Conservation of Energy and projectile motion

[vlmstudent]

I am finishing up a lab write up for conservation of energy, where we launched a projectile into the air and measured the initial velocity and height of the projectile. ( 10 trials)

One of my questions asks if I wanted the ball (projectile) to travel twice as high, how much faster would it have to leave the launcher?

From conservation of energy, I've derived the equation: Ug(initial) = K(final) or mgh (final) = 1/2mv^2 (initial)
When using arbitrary numbers, it looks to me that the initial velocity must increase by approximately 1.41m/s times. Is this correct? If it isn't, is there a way that I can find this out?

When I used this number with my actual data from the experiment, it doesn't equivocate. This might be because my calculations of Ug initial and K final were in disagreement with each other due to extremely small uncertainties. But I just want to make sure that is the only reason why.

Thanks for your help in advance.

 

[berkeman]

I am finishing up a lab write up for conservation of energy, where we launched a projectile into the air and measured the initial velocity and height of the projectile. ( 10 trials)

One of my questions asks if I wanted the ball (projectile) to travel twice as high, how much faster would it have to leave the launcher?

From conservation of energy, I've derived the equation: Ug(initial) = K(final) or mgh (final) = 1/2mv^2 (initial)
When using arbitrary numbers, it looks to me that the initial velocity must increase by approximately 1.41m/s times. Is this correct? If it isn't, is there a way that I can find this out?

When I used this number with my actual data from the experiment, it doesn't equivocate. This might be because my calculations of Ug initial and K final were in disagreement with each other due to extremely small uncertainties. But I just want to make sure that is the only reason why.

Thanks for your help in advance.

Welcome to the PF.

In your future posts in the schoolwork forums, please fill out the Template that you are provided when starting a new schoolwork thread. It helps to organize your post, and makes it easier for us to help you. Thanks.

On your question, it looks like you did the correct thing with the KE and PE equations. Can you post your experimental setup and your data so we can check them?

 

[vlmstudent]

Sorry about that.

I am not as worried about my experimental data adding up because after calculating my uncertainties, I found the values to not be in agreement with each other. I've found a number of reasons for this. However, my particular class is using a lab manual that is still in the editing phases ( yes, we are the guinea pigs), so it was easy to make mistakes here and there.

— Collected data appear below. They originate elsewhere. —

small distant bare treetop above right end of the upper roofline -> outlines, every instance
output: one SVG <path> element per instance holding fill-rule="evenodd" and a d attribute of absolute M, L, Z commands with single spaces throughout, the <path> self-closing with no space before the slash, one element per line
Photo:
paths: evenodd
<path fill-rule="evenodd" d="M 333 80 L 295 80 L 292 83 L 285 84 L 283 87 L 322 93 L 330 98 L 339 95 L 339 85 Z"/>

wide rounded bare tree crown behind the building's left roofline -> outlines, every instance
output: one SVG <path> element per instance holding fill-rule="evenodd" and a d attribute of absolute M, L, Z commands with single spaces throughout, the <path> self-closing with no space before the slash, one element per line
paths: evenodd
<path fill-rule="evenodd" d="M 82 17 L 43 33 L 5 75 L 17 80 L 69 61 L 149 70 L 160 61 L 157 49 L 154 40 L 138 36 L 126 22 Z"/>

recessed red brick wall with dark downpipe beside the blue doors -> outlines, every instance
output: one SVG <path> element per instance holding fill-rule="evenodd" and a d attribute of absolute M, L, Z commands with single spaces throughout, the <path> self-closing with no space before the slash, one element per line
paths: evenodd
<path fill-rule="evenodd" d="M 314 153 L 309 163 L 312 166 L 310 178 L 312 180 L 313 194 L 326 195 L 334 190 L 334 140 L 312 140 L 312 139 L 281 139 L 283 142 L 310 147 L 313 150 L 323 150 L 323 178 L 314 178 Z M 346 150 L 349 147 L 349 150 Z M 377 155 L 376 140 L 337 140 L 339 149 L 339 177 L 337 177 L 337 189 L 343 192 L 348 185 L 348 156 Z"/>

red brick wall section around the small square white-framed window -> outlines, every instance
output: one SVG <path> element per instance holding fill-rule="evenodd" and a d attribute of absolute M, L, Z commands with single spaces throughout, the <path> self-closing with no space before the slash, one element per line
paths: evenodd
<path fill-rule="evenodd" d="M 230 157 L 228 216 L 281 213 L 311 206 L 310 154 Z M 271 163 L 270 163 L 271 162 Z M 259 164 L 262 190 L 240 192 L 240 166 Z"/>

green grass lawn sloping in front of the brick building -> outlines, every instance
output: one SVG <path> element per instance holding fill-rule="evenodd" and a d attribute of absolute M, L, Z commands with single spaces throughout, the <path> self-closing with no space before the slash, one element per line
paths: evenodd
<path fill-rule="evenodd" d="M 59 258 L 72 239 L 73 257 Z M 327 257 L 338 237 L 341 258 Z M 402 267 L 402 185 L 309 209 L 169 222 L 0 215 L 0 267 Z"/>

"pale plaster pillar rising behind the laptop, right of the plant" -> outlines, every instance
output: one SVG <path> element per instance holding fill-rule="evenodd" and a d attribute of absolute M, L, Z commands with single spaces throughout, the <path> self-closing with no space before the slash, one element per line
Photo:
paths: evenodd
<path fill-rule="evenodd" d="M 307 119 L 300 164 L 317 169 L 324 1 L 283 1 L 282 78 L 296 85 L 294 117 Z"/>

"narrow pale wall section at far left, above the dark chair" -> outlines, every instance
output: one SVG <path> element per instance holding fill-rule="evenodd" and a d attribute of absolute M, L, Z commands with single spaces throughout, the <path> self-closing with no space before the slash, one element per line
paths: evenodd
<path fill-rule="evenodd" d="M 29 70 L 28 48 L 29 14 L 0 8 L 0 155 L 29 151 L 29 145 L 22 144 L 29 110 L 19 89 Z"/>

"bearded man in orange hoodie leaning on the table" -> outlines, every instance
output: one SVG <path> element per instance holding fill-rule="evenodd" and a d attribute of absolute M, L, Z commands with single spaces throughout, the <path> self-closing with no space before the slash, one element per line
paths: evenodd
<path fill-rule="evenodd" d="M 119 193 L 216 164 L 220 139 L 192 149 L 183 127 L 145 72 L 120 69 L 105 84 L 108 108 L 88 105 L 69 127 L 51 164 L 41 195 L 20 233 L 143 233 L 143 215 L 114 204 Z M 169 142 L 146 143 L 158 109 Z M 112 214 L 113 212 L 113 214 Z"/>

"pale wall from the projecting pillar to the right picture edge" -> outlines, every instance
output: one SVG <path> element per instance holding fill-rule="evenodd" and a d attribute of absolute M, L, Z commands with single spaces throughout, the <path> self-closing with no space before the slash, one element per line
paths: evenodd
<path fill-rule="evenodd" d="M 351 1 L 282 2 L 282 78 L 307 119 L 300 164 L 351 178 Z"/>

My main question, is how does the value of initial velocity change if you want to double the height a projectile reaches? Is there an expression I can derive through conservation of energy? This was a projectile launching straight up into the air.

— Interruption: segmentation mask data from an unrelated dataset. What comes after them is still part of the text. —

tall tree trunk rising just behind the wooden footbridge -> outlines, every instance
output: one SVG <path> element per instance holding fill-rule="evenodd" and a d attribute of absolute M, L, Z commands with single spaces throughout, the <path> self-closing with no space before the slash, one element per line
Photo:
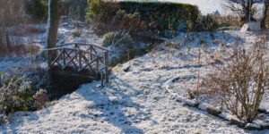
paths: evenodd
<path fill-rule="evenodd" d="M 47 29 L 47 48 L 56 47 L 57 30 L 60 19 L 59 0 L 48 1 L 48 29 Z M 48 52 L 48 65 L 56 57 L 56 52 Z"/>

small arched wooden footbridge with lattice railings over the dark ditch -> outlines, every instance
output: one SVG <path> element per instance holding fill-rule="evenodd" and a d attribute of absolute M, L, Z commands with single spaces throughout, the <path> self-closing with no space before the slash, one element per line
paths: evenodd
<path fill-rule="evenodd" d="M 48 63 L 52 71 L 84 75 L 91 80 L 101 78 L 108 82 L 108 53 L 111 51 L 105 47 L 69 43 L 45 49 L 43 52 L 48 52 L 48 58 L 52 59 L 52 62 Z"/>

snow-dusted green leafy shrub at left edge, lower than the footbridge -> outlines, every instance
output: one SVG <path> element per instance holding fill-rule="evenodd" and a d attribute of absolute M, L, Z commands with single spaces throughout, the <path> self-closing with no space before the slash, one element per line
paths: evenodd
<path fill-rule="evenodd" d="M 33 109 L 32 86 L 25 77 L 1 74 L 0 108 L 5 113 Z"/>

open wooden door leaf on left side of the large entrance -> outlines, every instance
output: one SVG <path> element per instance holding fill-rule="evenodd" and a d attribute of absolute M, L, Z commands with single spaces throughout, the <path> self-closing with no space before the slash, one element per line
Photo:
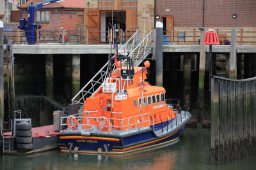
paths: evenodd
<path fill-rule="evenodd" d="M 88 27 L 89 43 L 99 43 L 100 15 L 99 10 L 86 11 L 86 26 Z"/>

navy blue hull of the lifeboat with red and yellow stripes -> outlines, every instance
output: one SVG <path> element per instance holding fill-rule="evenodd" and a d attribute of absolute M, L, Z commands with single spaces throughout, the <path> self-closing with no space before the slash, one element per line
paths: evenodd
<path fill-rule="evenodd" d="M 99 153 L 100 151 L 123 154 L 175 143 L 184 126 L 160 136 L 157 136 L 153 129 L 125 135 L 91 133 L 90 136 L 82 136 L 81 133 L 62 133 L 59 136 L 58 146 L 63 152 Z"/>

The question on my worksheet is: For the ball to travel twice as high, how much faster would it have to leave the launcher?
Since my data doesn't quite add up, I was planning to use an expression to answer this question instead of my data. If you think looking at my experimental data will help, I have included it as an attachment.

The set up:

A launcher pointing upwards with two photogates measuring time it took for the projectile to pass from the bottom one to the top one. The photogates were approximately 10 cm apart from each other (however I measured them to be 9.5cm). By using this set up I was able to determine initial velocity of each trial. A meter stick was fastened up vertically to measure height of the ball. The 0 of the meter stick was lined up with the bottom photogate. Values for h (y final) were measured by sight only. ( I realize there is room for discrepancy here).

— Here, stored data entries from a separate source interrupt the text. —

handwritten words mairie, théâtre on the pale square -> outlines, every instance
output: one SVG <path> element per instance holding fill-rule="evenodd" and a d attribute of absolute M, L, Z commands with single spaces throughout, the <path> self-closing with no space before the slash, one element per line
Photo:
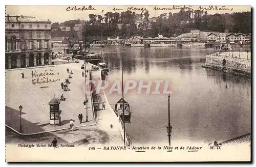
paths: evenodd
<path fill-rule="evenodd" d="M 46 70 L 47 71 L 47 70 Z M 36 71 L 31 72 L 32 75 L 32 84 L 48 84 L 49 82 L 56 82 L 59 79 L 51 79 L 48 76 L 53 76 L 55 75 L 54 72 L 45 72 L 45 73 L 37 73 Z M 33 79 L 34 78 L 34 79 Z"/>

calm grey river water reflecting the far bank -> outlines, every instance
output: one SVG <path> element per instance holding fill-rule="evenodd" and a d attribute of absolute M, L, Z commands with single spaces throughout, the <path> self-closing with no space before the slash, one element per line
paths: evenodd
<path fill-rule="evenodd" d="M 100 48 L 92 51 L 100 53 Z M 250 132 L 251 80 L 205 69 L 211 48 L 204 47 L 105 47 L 110 72 L 107 80 L 168 80 L 172 141 L 223 142 Z M 121 94 L 108 94 L 111 104 Z M 127 93 L 132 107 L 126 130 L 133 144 L 168 143 L 167 94 Z"/>

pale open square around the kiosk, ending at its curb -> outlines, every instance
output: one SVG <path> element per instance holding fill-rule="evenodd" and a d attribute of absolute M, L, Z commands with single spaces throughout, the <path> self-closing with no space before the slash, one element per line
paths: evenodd
<path fill-rule="evenodd" d="M 19 105 L 23 106 L 22 110 L 22 128 L 23 133 L 37 133 L 69 127 L 70 119 L 74 121 L 74 127 L 81 125 L 95 124 L 92 113 L 92 105 L 90 94 L 87 95 L 88 102 L 88 121 L 86 121 L 86 109 L 84 109 L 83 101 L 85 93 L 83 91 L 84 77 L 80 67 L 80 63 L 69 63 L 57 66 L 40 66 L 40 68 L 23 68 L 6 70 L 6 125 L 19 131 L 20 127 L 20 111 Z M 68 87 L 71 91 L 65 92 L 61 89 L 61 81 L 64 83 L 69 74 L 67 68 L 74 73 L 69 80 L 71 84 Z M 45 75 L 40 77 L 32 77 L 33 73 L 52 73 L 54 75 Z M 70 72 L 69 71 L 69 72 Z M 21 73 L 25 74 L 22 78 Z M 39 78 L 41 84 L 32 82 L 32 79 Z M 48 79 L 48 83 L 46 83 Z M 49 82 L 49 79 L 56 80 Z M 45 82 L 43 82 L 43 80 Z M 50 111 L 48 102 L 55 96 L 60 98 L 61 94 L 66 97 L 66 101 L 60 102 L 61 125 L 50 125 Z M 83 123 L 79 124 L 78 114 L 82 113 Z"/>

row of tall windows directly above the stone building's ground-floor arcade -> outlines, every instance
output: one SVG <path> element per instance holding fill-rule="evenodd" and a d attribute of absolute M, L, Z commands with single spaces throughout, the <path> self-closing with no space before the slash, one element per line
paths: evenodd
<path fill-rule="evenodd" d="M 23 41 L 22 42 L 22 50 L 25 50 L 25 45 L 26 43 Z M 45 41 L 43 44 L 40 41 L 36 42 L 36 47 L 33 45 L 33 41 L 29 41 L 29 49 L 33 50 L 33 49 L 42 49 L 42 48 L 49 48 L 49 41 Z M 18 42 L 16 41 L 11 41 L 11 42 L 6 42 L 5 44 L 5 49 L 6 50 L 16 50 L 18 49 Z"/>

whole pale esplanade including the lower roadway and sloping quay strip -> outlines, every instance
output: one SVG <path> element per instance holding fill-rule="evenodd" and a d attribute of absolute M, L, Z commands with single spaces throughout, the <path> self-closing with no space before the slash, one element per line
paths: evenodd
<path fill-rule="evenodd" d="M 70 119 L 75 120 L 74 127 L 80 125 L 88 125 L 86 127 L 79 127 L 78 130 L 61 130 L 59 132 L 51 132 L 52 135 L 68 143 L 84 143 L 84 139 L 89 143 L 110 143 L 110 144 L 122 144 L 122 137 L 116 124 L 118 119 L 115 114 L 111 112 L 110 105 L 106 103 L 106 109 L 100 110 L 95 125 L 92 113 L 91 95 L 87 94 L 88 102 L 88 123 L 86 121 L 86 109 L 84 109 L 83 101 L 85 100 L 84 94 L 84 77 L 82 77 L 80 63 L 62 64 L 57 66 L 35 67 L 26 69 L 13 69 L 6 71 L 6 124 L 11 128 L 19 131 L 20 125 L 20 112 L 19 105 L 23 106 L 22 110 L 22 126 L 23 133 L 37 133 L 49 130 L 57 130 L 63 128 L 69 128 Z M 91 69 L 91 65 L 87 65 L 87 70 Z M 67 72 L 69 68 L 69 73 Z M 40 77 L 33 77 L 33 73 L 54 73 L 54 75 L 46 75 Z M 65 79 L 68 78 L 70 71 L 72 78 L 69 80 L 71 84 L 68 87 L 71 91 L 65 92 L 61 89 L 61 81 L 65 84 Z M 22 78 L 22 74 L 25 74 L 25 78 Z M 98 72 L 94 73 L 98 74 Z M 100 74 L 100 73 L 99 73 Z M 32 79 L 39 78 L 38 81 L 48 79 L 60 79 L 56 82 L 48 82 L 44 84 L 33 84 Z M 42 80 L 41 80 L 42 79 Z M 88 77 L 87 77 L 88 79 Z M 41 88 L 45 87 L 45 88 Z M 66 97 L 66 101 L 60 102 L 60 110 L 62 110 L 61 125 L 50 125 L 50 111 L 48 102 L 53 98 L 54 94 L 60 98 L 61 94 Z M 106 101 L 106 99 L 105 99 Z M 82 113 L 83 123 L 79 124 L 77 119 L 78 114 Z M 114 121 L 114 122 L 112 122 Z M 115 123 L 116 122 L 116 123 Z M 110 124 L 114 125 L 114 128 L 110 128 Z M 94 126 L 91 126 L 94 125 Z M 75 128 L 77 129 L 77 128 Z M 102 131 L 102 132 L 101 132 Z M 101 134 L 101 135 L 100 135 Z M 103 135 L 104 134 L 104 135 Z M 86 142 L 87 143 L 87 142 Z M 85 144 L 86 144 L 85 143 Z"/>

mass of the projectile is not included on my data sheet. It is 0.016116 kg

Issues with data:
I reported height (h) to nearest cm. (values are reported in meters), while it may have been in my favor to attempt to calculate to the mm. By eyesight, this is rather difficult. But the experiment didn't specify this.
Also... the distance from the top and bottom photogate was different from one side to another. I should have measured the other side that was braced to a bar, which would have likely given me a measurement closer to the 10 cm I was looking for. Thanks again for your help!

 

[berkeman]

Sorry about that.

No worries

I am not as worried about my experimental data adding up because after calculating my uncertainties, I found the values to not be in agreement with each other.

Your data look pretty close.

$$\frac{1}{2}mv^2 = mgh$$
$$(3m/s)^2 = 2 * 9.8\frac{m}{s^2} 0.5m$$
$$9\frac{m^2}{s^2} = 9.8 \frac{m^2}{s^2}$$

Certainly determining the launch velocity with sensors that far apart is problematic. Which direction would that give you an error in your data? Is it in the right direction to help to explain the difference in the two numbers in my last equation?

By using this set up I was able to determine initial velocity of each trial.

Or did you already apply the correction needed to account for the separation of the 2 gates? If not, can you say how you could calculate how to correct that time to give you the real initial velocity at the first photogate?